Шрифт:
Интервал:
Закладка:
Данный замысел, возникший на основе неправильной оценки действий противника, имел только видимость соответствия реальной обстановке. Даже если не принимать во внимание ошибочность оценок намерений и действий противника, одно только состояние войск Юго-Западного фронта и организация их наступления уже не отвечали требованиям проведения такой сложной операции, результатом которой должно было стать окружение в Донбассе еще более крупной вражеской группировки, чем под Сталинградом. Во-первых, Юго-Западный фронт все больше и больше отрывался от своих баз, расстояние между войсками и станциями снабжения в некоторых случаях превышало 300 километров, причем грузы приходилось подвозить автотранспортом, который был сильно изношен и немногочислен (в наличии имелось только 1300 бортовых автомашин и 380 автоцистерн, обеспечивавших подвоз 900 тонн горючего вместо необходимых 2 тысяч тонн).
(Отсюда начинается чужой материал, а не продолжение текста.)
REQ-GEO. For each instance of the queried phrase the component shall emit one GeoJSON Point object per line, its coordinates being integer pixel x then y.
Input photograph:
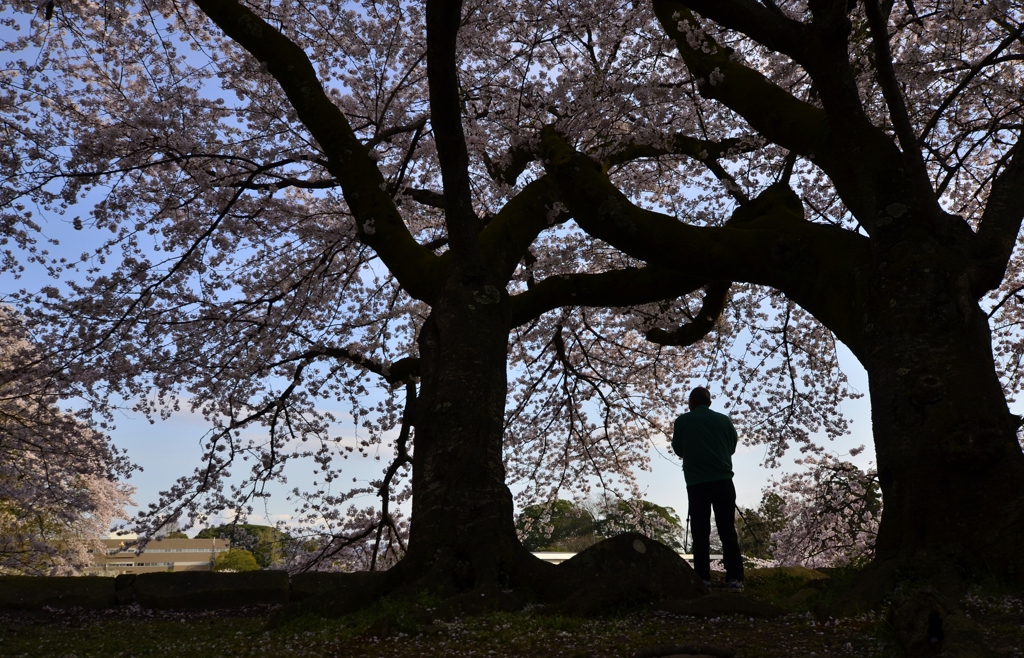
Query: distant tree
{"type": "Point", "coordinates": [265, 542]}
{"type": "Point", "coordinates": [59, 487]}
{"type": "Point", "coordinates": [642, 516]}
{"type": "Point", "coordinates": [559, 526]}
{"type": "Point", "coordinates": [756, 526]}
{"type": "Point", "coordinates": [236, 560]}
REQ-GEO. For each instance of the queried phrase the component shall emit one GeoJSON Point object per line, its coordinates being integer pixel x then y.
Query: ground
{"type": "Point", "coordinates": [403, 629]}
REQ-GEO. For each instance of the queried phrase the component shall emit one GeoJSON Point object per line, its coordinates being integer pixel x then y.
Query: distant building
{"type": "Point", "coordinates": [160, 555]}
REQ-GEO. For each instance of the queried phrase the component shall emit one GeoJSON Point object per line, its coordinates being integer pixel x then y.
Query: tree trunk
{"type": "Point", "coordinates": [949, 462]}
{"type": "Point", "coordinates": [463, 530]}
Во-вторых, по всем предположениям командования фронта им предстояло лишь преследовать противника, поэтому существенных перегруппировок войск не производилось: армии продолжали действовать в прежних полосах, в прежнем оперативном построении, преимущественно линейном. Второго эшелона не сформировал и Юго-Западный фронт в целом, его резерв составляли только два танковых корпуса, сосредоточивавшиеся за правым флангом. Авиации было недостаточно, и действовала она с очень удаленных аэродромов. Для нанесения глубокого удара на Мариуполь была создана подвижная группа во главе с заместителем командующего фронтом генералом Маркианом Поповым, штаб группы был сформирован 27 января, а через два дня уже началась операция. В состав подвижной группы входили три стрелковые дивизии (57-я гвардейская, 38-я, 52-я) и четыре танковых корпуса (3-й и 4-й гвардейские, 10-й, 18-й), в которых насчитывалось около 180 боеготовых танков, обеспеченных в среднем одной заправкой горючего и одним-двумя комплектами боеприпасов. В стрелковых дивизиях обеспеченность боеприпасами и горючим была еще меньше. Командующий фронтом надеялся наладить снабжение по ходу операции, однако это не получилось.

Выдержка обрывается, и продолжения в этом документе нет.